Supplementary Materials
Suppl. Figure 1: BMDCs were transfected with HO-1 siRNA or NS siRNA (100nM) and incubated with LPS (0.5μg/ml) for 24h. The expression of STAT3 and β-catenin in extracted proteins was evaluated by Western blots. Knockdown of HO-1 diminished STAT3 and β-catenin expression, suggesting that activation of β-catenin in DCs was dependent on HO-1-mediated transcriptional STAT3 activation.
Suppl. Figure 2: BMDCs (1×106/well) were transfected with β-catenin siRNA or NS siRNA. After 24h culture, DCs were harvested and 1 × 105/well were incubated first with OVA peptide (5 μg/ml) and then LPS (0.5μg/ml). After 24h, spleen T cells (5×105/well) were added into DC cultures. Co-culture supernatants were harvested at 72h. Knockdown of β-catenin increased ELISA-assisted IL-12p40 and IFN-γ production in LPS-stimulated cultures. *p<0.05.

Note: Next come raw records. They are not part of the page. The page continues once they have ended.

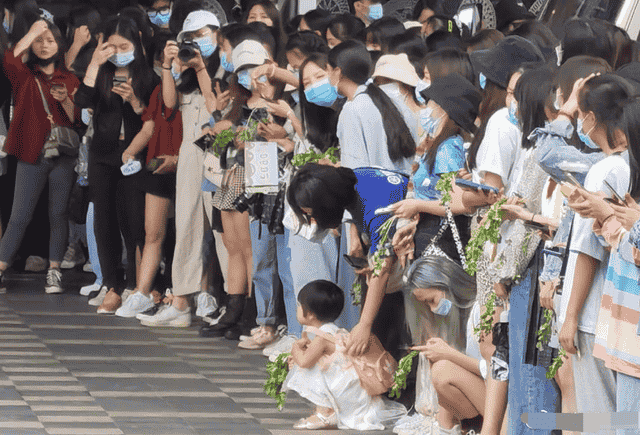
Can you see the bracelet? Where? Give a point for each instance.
(567, 114)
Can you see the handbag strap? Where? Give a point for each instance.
(44, 102)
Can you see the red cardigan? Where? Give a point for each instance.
(30, 127)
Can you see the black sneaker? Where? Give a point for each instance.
(54, 281)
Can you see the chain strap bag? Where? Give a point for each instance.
(61, 139)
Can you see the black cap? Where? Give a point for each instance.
(458, 97)
(631, 72)
(498, 62)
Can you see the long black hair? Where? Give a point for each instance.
(142, 76)
(534, 93)
(319, 123)
(631, 128)
(355, 64)
(328, 191)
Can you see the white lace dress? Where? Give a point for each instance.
(333, 383)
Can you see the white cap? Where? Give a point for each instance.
(196, 20)
(248, 52)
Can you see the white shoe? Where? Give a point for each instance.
(169, 317)
(54, 282)
(135, 304)
(283, 345)
(206, 304)
(88, 289)
(126, 293)
(97, 301)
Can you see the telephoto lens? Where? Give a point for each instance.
(187, 50)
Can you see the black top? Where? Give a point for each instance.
(108, 117)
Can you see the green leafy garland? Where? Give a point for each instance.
(383, 250)
(488, 232)
(445, 186)
(556, 364)
(277, 372)
(400, 376)
(313, 157)
(486, 318)
(356, 291)
(544, 333)
(221, 140)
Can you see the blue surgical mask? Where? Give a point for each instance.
(321, 93)
(160, 18)
(375, 12)
(86, 116)
(584, 137)
(421, 86)
(296, 96)
(513, 114)
(429, 123)
(122, 59)
(207, 47)
(244, 78)
(175, 73)
(227, 66)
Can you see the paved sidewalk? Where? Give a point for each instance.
(66, 370)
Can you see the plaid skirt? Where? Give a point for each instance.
(232, 187)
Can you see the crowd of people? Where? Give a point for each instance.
(142, 123)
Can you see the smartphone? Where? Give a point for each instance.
(356, 262)
(470, 185)
(118, 80)
(384, 210)
(615, 194)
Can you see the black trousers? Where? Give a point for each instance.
(118, 210)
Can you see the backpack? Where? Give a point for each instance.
(375, 368)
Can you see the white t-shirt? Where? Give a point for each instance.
(614, 169)
(500, 149)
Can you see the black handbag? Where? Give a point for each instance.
(63, 139)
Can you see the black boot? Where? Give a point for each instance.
(235, 307)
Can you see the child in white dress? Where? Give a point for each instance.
(324, 375)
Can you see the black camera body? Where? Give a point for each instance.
(187, 50)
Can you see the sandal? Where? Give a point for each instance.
(322, 422)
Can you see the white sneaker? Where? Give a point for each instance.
(135, 304)
(283, 345)
(88, 289)
(169, 317)
(54, 282)
(97, 301)
(206, 304)
(126, 293)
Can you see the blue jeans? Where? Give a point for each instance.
(346, 277)
(529, 389)
(309, 262)
(272, 259)
(627, 398)
(92, 246)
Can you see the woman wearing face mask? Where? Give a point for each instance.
(117, 86)
(43, 46)
(186, 84)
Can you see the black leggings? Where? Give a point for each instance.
(118, 209)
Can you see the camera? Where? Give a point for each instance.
(187, 50)
(242, 202)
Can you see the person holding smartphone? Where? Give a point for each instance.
(117, 86)
(43, 47)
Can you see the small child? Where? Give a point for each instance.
(324, 375)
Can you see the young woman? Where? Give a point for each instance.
(117, 86)
(44, 69)
(194, 96)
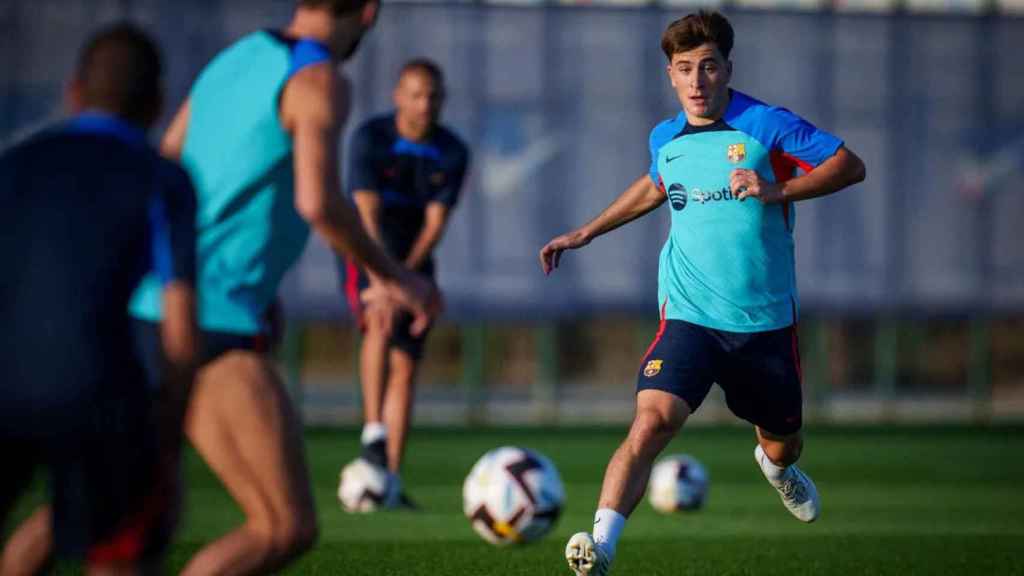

Suppl. Figure 3: BMDCs transfected with β-catenin siRNA (100nM) were incubated with LPS (0.5μg/ml) for 24h. Knockdown of β-catenin in LPS-stimulated BMDCs diminished Western assisted expression of β-catenin but increased the expression of PTEN, TLR4 and p-IkBa, compared to cells stimulated with LPS alone.
Suppl. Figure 4: Hepatic DCs (5×105/well) transfected with β-catenin siRNA or NS siRNA were stimulated with LPS (0.5μg/ml). After 24h culture, cells were stained with anti-CD4 and CD8a PE-conjugated mAb, and analyzed by FACSCalibur flow cytometer. Disruption of β-catenin signaling did not affect DC populations (CD4+DC and CD8α+DC), as compared with NS siRNA controls.